Yes I understand it is to stop things rocking so why desirable to not have a turned item rock but seems undesirable for milled surfaces not to rock?

Got it - thanks. Fiddly to get to. It's slightly disconcerting that if I remove that bottom screw and then wind the top screw in (so it pushes the wedge gib a long way down) I can still raise and lower the column. I would have expected that at some point it would have locked the column movement?

I've put it back together, albeit with the wedge gib a little lower than it was before. I'm still seeing around 0.08mm deviation with 100mm vertical column travel though. Tomorrow I'll try Martin Connelly's advice of running a DTI against a vertical surface; though I don't know that my 123 blocks are particularly square.

I spent a bit more time today sweeping a DTI over the table and gently tightening and loosening the 4 column head bolts. Mostly I just ended up chasing my tail, and ended up with worse results than what I had yesterday

You should set the gibs so that the movement is slightly restricted but not tight throughout the full travel. The blocks can be checked against each other sitting on the mill bed, if they are not square you will see a gap when they are one way round.
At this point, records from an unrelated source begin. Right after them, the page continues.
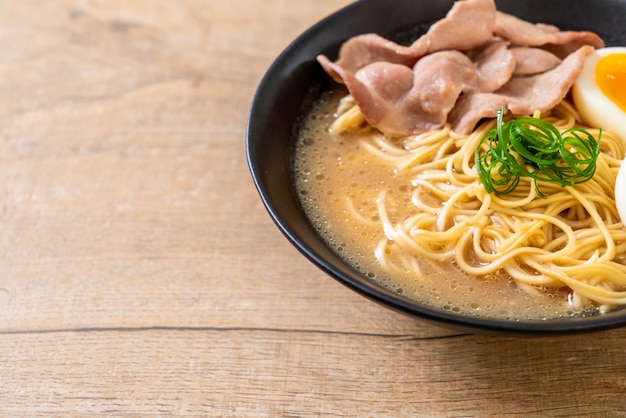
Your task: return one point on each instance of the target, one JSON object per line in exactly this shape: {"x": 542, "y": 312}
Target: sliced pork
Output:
{"x": 531, "y": 60}
{"x": 468, "y": 24}
{"x": 521, "y": 95}
{"x": 523, "y": 33}
{"x": 468, "y": 65}
{"x": 397, "y": 100}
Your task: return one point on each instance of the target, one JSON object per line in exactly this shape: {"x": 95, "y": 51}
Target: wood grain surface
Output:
{"x": 140, "y": 274}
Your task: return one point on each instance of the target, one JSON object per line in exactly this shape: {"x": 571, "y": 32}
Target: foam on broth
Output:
{"x": 333, "y": 170}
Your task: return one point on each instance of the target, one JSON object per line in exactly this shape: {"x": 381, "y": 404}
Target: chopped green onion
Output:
{"x": 533, "y": 147}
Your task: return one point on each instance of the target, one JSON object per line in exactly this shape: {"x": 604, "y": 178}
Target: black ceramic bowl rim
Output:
{"x": 282, "y": 95}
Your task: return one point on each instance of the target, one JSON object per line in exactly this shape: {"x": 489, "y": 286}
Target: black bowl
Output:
{"x": 295, "y": 78}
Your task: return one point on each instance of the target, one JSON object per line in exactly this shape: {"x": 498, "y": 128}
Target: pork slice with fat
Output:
{"x": 521, "y": 95}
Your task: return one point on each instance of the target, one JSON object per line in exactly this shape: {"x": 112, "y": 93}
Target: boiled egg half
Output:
{"x": 600, "y": 96}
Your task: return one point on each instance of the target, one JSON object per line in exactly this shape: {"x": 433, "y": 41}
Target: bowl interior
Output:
{"x": 295, "y": 79}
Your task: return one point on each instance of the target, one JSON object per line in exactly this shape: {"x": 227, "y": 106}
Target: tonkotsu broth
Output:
{"x": 338, "y": 182}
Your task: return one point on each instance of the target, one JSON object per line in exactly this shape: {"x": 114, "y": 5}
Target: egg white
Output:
{"x": 594, "y": 107}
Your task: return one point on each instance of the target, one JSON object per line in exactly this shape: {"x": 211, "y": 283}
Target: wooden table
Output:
{"x": 141, "y": 275}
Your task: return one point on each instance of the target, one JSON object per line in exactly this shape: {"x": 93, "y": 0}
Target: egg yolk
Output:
{"x": 611, "y": 78}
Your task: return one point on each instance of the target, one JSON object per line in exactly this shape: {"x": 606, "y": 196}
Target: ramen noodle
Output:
{"x": 412, "y": 214}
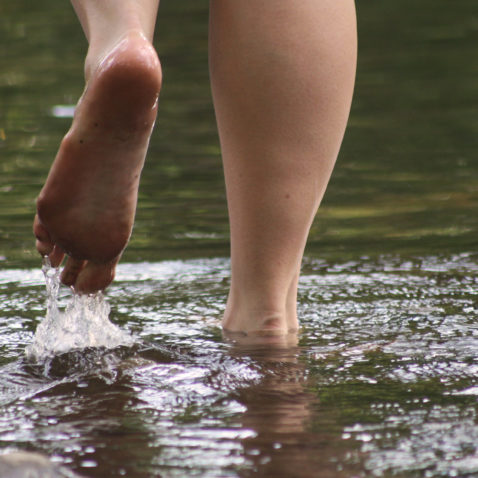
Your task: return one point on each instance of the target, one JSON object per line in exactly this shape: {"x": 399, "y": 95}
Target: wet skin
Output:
{"x": 86, "y": 208}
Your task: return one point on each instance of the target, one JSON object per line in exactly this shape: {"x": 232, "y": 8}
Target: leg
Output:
{"x": 282, "y": 77}
{"x": 87, "y": 205}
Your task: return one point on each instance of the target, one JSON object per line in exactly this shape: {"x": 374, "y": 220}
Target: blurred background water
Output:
{"x": 383, "y": 380}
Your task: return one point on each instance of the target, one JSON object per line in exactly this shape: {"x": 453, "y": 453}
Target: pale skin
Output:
{"x": 282, "y": 76}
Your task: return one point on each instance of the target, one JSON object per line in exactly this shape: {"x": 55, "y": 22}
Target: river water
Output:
{"x": 383, "y": 378}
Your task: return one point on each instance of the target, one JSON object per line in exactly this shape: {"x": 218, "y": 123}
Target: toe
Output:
{"x": 56, "y": 256}
{"x": 44, "y": 244}
{"x": 95, "y": 277}
{"x": 72, "y": 268}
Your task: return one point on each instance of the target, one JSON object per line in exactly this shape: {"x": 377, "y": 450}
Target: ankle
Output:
{"x": 133, "y": 39}
{"x": 258, "y": 320}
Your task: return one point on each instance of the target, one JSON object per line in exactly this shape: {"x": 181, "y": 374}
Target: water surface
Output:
{"x": 382, "y": 381}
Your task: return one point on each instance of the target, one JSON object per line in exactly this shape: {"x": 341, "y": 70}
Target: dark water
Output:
{"x": 383, "y": 379}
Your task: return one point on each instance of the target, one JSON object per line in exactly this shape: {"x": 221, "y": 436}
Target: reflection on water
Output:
{"x": 382, "y": 381}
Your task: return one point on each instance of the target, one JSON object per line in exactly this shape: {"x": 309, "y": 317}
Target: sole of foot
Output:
{"x": 87, "y": 206}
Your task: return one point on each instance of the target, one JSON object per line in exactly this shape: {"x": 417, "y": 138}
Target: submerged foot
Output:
{"x": 260, "y": 327}
{"x": 86, "y": 208}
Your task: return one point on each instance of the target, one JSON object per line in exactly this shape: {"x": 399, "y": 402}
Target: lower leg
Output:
{"x": 282, "y": 75}
{"x": 87, "y": 205}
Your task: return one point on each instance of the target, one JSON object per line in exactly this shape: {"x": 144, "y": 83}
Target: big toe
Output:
{"x": 94, "y": 277}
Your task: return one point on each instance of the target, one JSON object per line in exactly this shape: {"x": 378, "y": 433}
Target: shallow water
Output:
{"x": 375, "y": 386}
{"x": 382, "y": 381}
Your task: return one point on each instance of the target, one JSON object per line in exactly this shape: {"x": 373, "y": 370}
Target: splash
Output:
{"x": 83, "y": 324}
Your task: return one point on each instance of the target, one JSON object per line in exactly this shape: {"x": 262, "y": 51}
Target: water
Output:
{"x": 84, "y": 323}
{"x": 381, "y": 380}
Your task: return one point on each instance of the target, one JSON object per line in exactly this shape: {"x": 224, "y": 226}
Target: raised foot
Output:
{"x": 86, "y": 208}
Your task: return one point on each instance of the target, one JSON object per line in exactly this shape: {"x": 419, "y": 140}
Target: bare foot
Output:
{"x": 86, "y": 208}
{"x": 257, "y": 326}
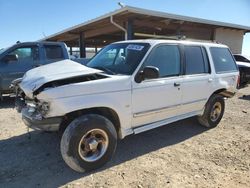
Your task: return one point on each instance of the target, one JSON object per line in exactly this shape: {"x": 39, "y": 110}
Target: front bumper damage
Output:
{"x": 34, "y": 119}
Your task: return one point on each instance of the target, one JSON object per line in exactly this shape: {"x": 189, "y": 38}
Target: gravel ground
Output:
{"x": 182, "y": 154}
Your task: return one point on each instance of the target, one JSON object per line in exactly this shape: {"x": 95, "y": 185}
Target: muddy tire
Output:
{"x": 213, "y": 112}
{"x": 88, "y": 142}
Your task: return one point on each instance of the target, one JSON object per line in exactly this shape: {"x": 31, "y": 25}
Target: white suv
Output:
{"x": 129, "y": 87}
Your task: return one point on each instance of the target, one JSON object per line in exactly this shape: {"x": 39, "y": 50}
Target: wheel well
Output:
{"x": 220, "y": 92}
{"x": 104, "y": 111}
{"x": 224, "y": 92}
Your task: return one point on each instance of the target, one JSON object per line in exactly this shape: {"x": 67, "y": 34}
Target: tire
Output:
{"x": 88, "y": 142}
{"x": 214, "y": 110}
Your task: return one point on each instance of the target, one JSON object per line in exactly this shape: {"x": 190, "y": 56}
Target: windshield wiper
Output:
{"x": 105, "y": 70}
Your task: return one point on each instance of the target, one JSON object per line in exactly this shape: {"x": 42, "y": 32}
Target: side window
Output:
{"x": 223, "y": 60}
{"x": 241, "y": 58}
{"x": 53, "y": 52}
{"x": 196, "y": 60}
{"x": 166, "y": 58}
{"x": 26, "y": 53}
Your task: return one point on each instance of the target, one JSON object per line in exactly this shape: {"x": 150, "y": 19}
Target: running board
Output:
{"x": 164, "y": 122}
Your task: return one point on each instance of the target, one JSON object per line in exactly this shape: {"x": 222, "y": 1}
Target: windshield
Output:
{"x": 241, "y": 58}
{"x": 119, "y": 58}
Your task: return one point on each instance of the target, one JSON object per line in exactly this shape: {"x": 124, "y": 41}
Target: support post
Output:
{"x": 82, "y": 45}
{"x": 70, "y": 50}
{"x": 130, "y": 32}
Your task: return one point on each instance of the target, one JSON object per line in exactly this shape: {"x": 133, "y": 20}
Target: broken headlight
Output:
{"x": 43, "y": 108}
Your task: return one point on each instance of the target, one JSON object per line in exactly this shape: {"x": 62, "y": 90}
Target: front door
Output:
{"x": 158, "y": 99}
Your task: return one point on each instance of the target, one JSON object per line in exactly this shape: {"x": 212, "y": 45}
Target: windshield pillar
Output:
{"x": 82, "y": 45}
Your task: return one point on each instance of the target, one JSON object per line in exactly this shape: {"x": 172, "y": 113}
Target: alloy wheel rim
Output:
{"x": 216, "y": 111}
{"x": 93, "y": 145}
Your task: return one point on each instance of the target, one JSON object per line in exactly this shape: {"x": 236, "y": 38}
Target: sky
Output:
{"x": 30, "y": 20}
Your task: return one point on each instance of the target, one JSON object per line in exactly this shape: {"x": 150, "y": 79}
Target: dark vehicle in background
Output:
{"x": 21, "y": 57}
{"x": 243, "y": 63}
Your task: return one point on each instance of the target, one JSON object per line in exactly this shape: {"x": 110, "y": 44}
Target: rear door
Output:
{"x": 27, "y": 56}
{"x": 197, "y": 79}
{"x": 158, "y": 99}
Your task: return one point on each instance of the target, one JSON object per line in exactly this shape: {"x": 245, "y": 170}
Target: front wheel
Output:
{"x": 214, "y": 110}
{"x": 88, "y": 142}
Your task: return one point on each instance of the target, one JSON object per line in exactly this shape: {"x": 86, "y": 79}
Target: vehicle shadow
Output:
{"x": 7, "y": 102}
{"x": 245, "y": 97}
{"x": 37, "y": 161}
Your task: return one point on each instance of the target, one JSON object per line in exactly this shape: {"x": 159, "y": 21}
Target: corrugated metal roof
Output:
{"x": 156, "y": 14}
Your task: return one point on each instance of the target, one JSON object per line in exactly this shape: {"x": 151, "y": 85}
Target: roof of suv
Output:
{"x": 160, "y": 41}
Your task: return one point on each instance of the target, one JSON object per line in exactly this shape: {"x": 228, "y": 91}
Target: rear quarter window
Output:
{"x": 223, "y": 60}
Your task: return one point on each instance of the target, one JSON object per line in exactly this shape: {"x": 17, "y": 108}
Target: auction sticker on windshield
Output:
{"x": 135, "y": 47}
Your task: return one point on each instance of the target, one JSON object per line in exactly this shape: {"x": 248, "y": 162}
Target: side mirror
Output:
{"x": 148, "y": 72}
{"x": 10, "y": 57}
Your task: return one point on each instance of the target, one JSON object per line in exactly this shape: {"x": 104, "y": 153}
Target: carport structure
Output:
{"x": 135, "y": 23}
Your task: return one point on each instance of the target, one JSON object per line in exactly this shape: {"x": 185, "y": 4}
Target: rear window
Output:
{"x": 223, "y": 60}
{"x": 196, "y": 60}
{"x": 53, "y": 52}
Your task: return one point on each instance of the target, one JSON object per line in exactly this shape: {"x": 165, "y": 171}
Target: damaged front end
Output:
{"x": 34, "y": 113}
{"x": 35, "y": 110}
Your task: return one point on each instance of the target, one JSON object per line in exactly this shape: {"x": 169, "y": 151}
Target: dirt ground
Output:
{"x": 182, "y": 154}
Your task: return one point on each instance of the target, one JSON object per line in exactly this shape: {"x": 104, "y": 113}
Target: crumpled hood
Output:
{"x": 37, "y": 77}
{"x": 243, "y": 64}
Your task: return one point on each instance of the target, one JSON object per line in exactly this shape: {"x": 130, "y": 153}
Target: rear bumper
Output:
{"x": 34, "y": 121}
{"x": 228, "y": 94}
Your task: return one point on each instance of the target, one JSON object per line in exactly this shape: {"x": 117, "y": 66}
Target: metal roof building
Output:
{"x": 136, "y": 23}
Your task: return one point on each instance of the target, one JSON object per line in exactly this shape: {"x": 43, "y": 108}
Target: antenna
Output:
{"x": 44, "y": 35}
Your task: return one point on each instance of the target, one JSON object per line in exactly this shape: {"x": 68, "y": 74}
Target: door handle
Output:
{"x": 210, "y": 79}
{"x": 176, "y": 84}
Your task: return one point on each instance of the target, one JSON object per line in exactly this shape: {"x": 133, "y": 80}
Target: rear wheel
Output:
{"x": 213, "y": 112}
{"x": 88, "y": 142}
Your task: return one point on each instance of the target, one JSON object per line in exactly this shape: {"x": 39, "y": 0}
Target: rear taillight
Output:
{"x": 238, "y": 81}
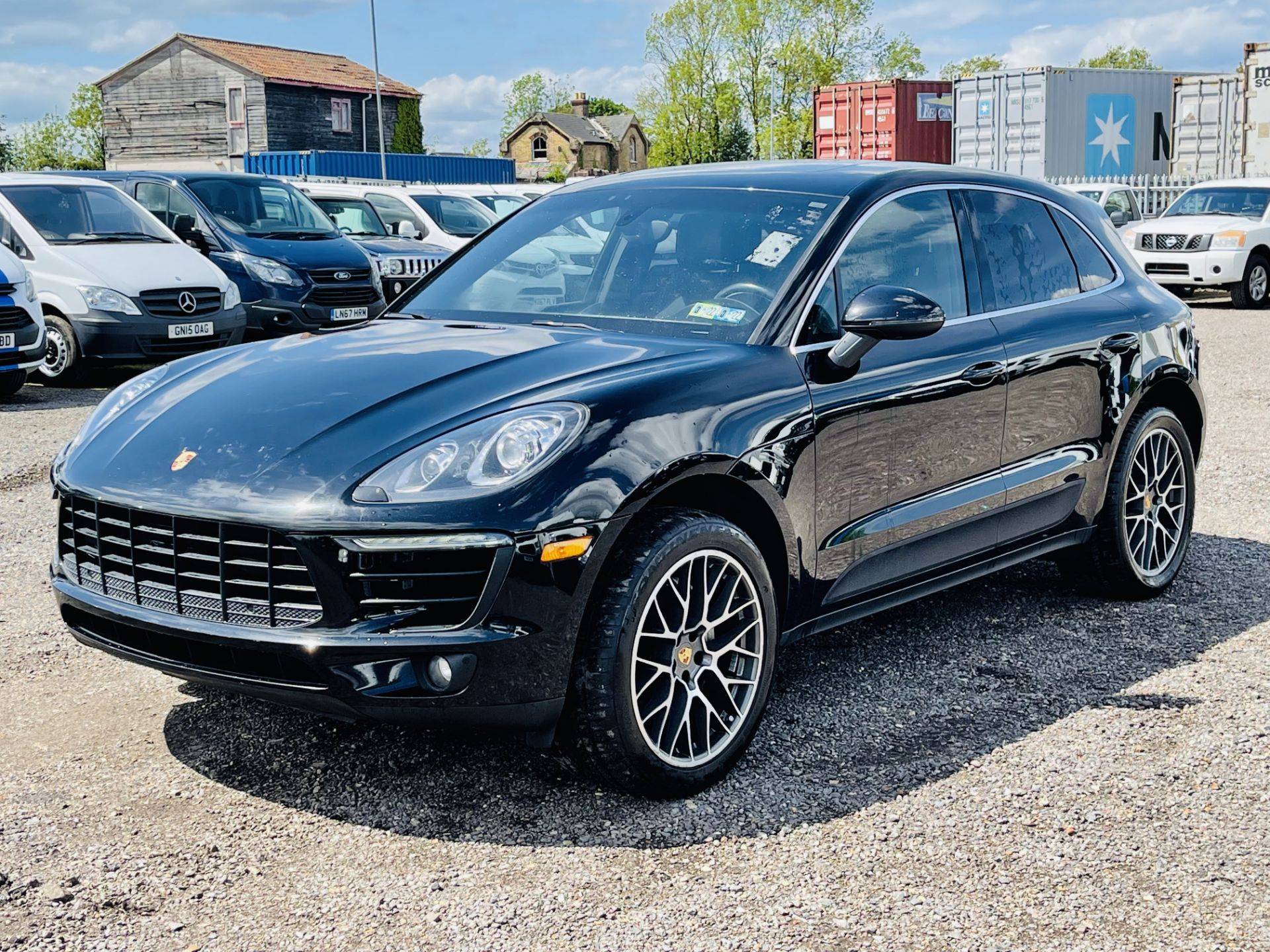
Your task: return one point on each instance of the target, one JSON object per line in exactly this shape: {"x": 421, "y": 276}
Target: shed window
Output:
{"x": 341, "y": 116}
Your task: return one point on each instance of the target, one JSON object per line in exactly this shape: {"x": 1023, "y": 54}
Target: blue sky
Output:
{"x": 462, "y": 54}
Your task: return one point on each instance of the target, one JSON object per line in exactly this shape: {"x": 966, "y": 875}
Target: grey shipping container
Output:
{"x": 1049, "y": 121}
{"x": 1208, "y": 126}
{"x": 1256, "y": 110}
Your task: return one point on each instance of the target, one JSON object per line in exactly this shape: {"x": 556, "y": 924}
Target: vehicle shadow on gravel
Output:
{"x": 857, "y": 716}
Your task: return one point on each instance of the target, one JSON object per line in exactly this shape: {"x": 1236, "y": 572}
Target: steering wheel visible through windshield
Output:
{"x": 683, "y": 262}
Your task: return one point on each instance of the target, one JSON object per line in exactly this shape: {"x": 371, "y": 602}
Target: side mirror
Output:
{"x": 884, "y": 313}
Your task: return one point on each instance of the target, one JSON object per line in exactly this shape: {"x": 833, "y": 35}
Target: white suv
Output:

Keep bringing them together and with a decent steel rule or straight edge you can also check the lengths, by using a torch looking for any light showing. I bought a pair of 246 blocks which caused problems until I chanced to see a gap at the top when the bottoms were sitting together on the surface plate. They were reground for free, but now they are square, but slightly different sizes. As they improved for free, I did not say anything and knowing them now I can compensate.

Gibs; yes, that's what I would have thought would happen (I've not had a machine with tapered gibs before). However, even if I remove the bottom gib screw and wind the top screw way down (I assume massively overtightening the gib) the column still moves with no noticeable extra drag. Seems a bit odd.

I'll check the 123 blocks for squareness when I next get into the garage.

I have heard of another where the gib was loose, I think I'm right in saying the spare gib strips are longer and can be trimmed to fit by cutting a bit off the bottom if they go in a long way.